I’ve heard it said many times in recent years that there is so much anger today in public discourse, particularly as to racial matters. The country is more divided, animosity is higher, people are so at odds. When I hear such sentiments I go back in my mind to what it was like when I was a kid. Is there more racial animosity today than 40-50 years ago?
First, I think it is impossible to objectively and impartially measure such things. We can take all sorts of data and assume that the data accurately measures racial attitudes and interactions, but in the end how reliable can such statistics be? We can rely on police reports and crime statistics, but when a violation of the criminal code is and is not reported, is and is not prosecuted, is and is not found to have occurred, is undoubtedly affected by the biases and personal prejudices of people. Police officers, prosecutors, judges, and most importantly, members of juries, are people like you and I, we all have our own biases and prejudices, conscious and unconscious. Even less reliable is what is or is not reported by the media, which itself is not unbiased, and whose biases change over time and from place to place. We can rely on self-reporting, but can someone else really accurately report the motivations of another, especially when it comes to an issue of race? In the end we’re left with statistics that are all unreliable, some certainly more so than others, and our own personal experiences.
I graduated from the Cleveland Municipal School District’s Collinwood High School in 1983. At the time the school was about 90% African-American. Ten years or so earlier the school was about 90% White. The decade or so from the late 1960’s, early 1970’s to the late 1970’s, early 1980’s was a time of great racial strife at Collinwood High School, with “race riots” of various intensity occurring intermittently, especially when the school was divided roughly 50/50.
At Collinwood I took an Honors Chemistry class. Although the classroom was of normal size, it had risers like a college lecture hall and I was sitting all the way at the top, in the back. Of the 20 or so students, I was the only White student.

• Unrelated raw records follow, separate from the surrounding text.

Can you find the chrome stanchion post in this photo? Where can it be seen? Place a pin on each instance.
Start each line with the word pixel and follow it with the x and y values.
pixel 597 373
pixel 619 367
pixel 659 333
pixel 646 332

One day toward the end of class the subject turned to rumors that the Reverend Jesse Jackson was preparing to make a bid to become President of the United States. Jackson was a well-known Civil Rights leader at the time and this was a time when political power in the African-American community was centered in Black churches. Then, as now, African-Americans were the most loyal Democratic constituency.
The discussion around Jackson’s pending Presidential bid didn’t really involve me, that I remember, but I volunteered my point of view. “There will never be a Black president of the United States.” I didn’t make the statement as my opinion of what should be, such as, “There should never be a Black president of the United States,” but as an opinion about my view of the state of racial politics and relationships in the country. As a White teenager living in one of the most segregated and racially divided metropolitan areas in the country, a Black President just didn’t seem a realistic possibility. To me, it seemed out of the realm of possibility. Of course, a few decades later we saw the first African-American President of the United States, Barrack Obama.

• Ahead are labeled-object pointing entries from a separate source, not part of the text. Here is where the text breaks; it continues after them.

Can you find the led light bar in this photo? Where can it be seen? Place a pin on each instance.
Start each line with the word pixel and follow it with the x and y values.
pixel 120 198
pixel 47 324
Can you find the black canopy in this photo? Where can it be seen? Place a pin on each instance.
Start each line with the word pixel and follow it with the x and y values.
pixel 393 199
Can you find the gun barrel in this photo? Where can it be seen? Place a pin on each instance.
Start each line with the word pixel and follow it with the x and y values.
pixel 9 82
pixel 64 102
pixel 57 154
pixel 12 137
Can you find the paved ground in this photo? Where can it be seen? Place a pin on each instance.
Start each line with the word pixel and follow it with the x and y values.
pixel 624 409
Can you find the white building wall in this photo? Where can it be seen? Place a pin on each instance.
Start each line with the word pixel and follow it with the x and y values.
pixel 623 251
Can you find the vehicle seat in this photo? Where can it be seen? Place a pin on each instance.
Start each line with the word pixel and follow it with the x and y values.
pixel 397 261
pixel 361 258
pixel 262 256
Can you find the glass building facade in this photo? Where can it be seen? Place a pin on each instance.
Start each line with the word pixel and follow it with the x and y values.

What surprises me now is that only one student, a girl a barely knew, called me out on my proclamation. A friend of mine, who was Black, even told me I was probably right. These were no subservient, cowardly kids either. Everyone of them had been through the wars, so to speak, and so had their parents and their parents before them. Growing up in Collinwood at that time for an African-American, or anyone for that matter, was not for the faint of heart. But as I said, except for that one girl, no one questioned me, at least to my face. And she was mad. I remember her walking out at the end of class with her best friend, who I knew better than her, and she was looking up at me sitting at the top and she told me I was wrong, and I would be proven wrong. And I was proven wrong.
At the time her anger at me seemed odd. I was just expressing an opinion, what at the time I think many if not most people, African-American and White, agreed with. What I think probably angered her was the nonchalant way I said it. That I was accepting of the idea that no Black person would EVER be elected president, without expressing regret that it was so, angered her. Should any group of citizens in this United States, founded on the principle that all men are created equal, feel that the highest aspirations are forbidden their children? I was blind to her feelings and the source of her anger.
When I hear today those who say that race relations are worse today than ever, I really think it’s a product of people not really appreciating how bad it used to be, and how far we’ve already come. As a nation we are certainly not where we should be, but we’ve come a long way from where we were. Racially divisive rhetoric is certainly not a thing totally of the past, from the Left, the Right, and the Center. Many still use race as an emotional accelerant to push agendas contrary to everyone’s best interests. But we are better, and we’ll continue to get better in the future.